IFOMPT Manual Therapy Research Review

In this month’s Manual Therapy Research Review, comment is provided by Dr Helen French (manipulative Physiotherapist, lecturer and researcher at the Royal College of Surgeons in Ireland), Dr Rob Sillevis (a Dutch trained manipulative physiotherapist now residing in Cape Coral, USA and is adjunct faculty at the University of St. Augustine for Health Sciences, St. Augustine, FL) and Duncan Reid (Vice President, IFOMPT). You can read their thoughts on articles on manual therapy for lateral ankle sprains and neck pain, risk stratification in low back pain, cognitive functional therapy and biopsychosocial predictors for success in low back pain.

Read the full review here or read the summary below.

Desjardins-Charbonneau A, Roy J-S, Dionne CE, Frémont P, Macdermid JC, Desmeules F. The Efficacy of Manual Therapy for Rotator Cuff Tendinopathy: A Systematic Review and Meta-analysis. J Orthop Sports Phys Ther. 2015; 45(5):330-350.

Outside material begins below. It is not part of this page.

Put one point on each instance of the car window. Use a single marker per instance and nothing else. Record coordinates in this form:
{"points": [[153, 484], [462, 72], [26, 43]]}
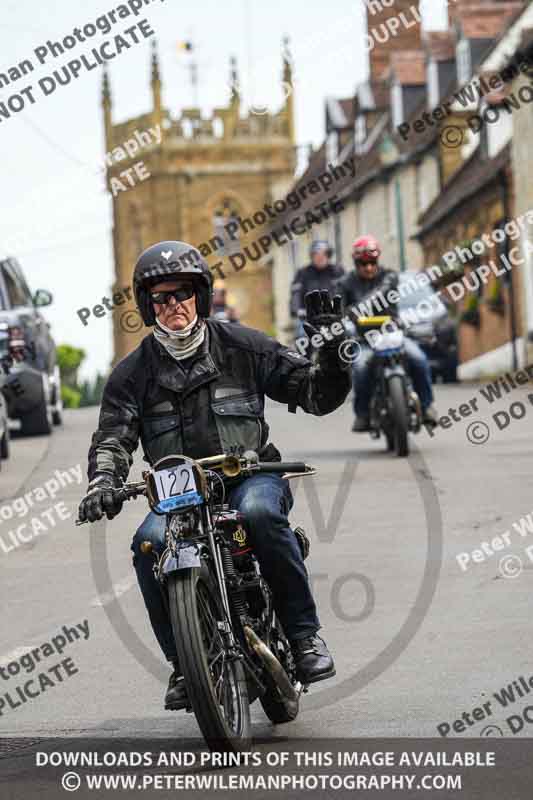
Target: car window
{"points": [[16, 291]]}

This is a well conducted systematic review which aimed to update the evidence regarding the role of manual therapy for RC tendinopathy due to the publication of new randomised controlled trials since the last systematic review on this topic (Braun et al, 2013). Some points are worth noting when considering the results of this review. The definition of RC tendinopathy was quite broad with the inclusion of patients with RC tendinopathy/tendinitis, shoulder impingement syndrome or subacromial bursitis. Studies were excluded if participant had a full-thickness RC tear, calcific tendinopathy or post-surgery.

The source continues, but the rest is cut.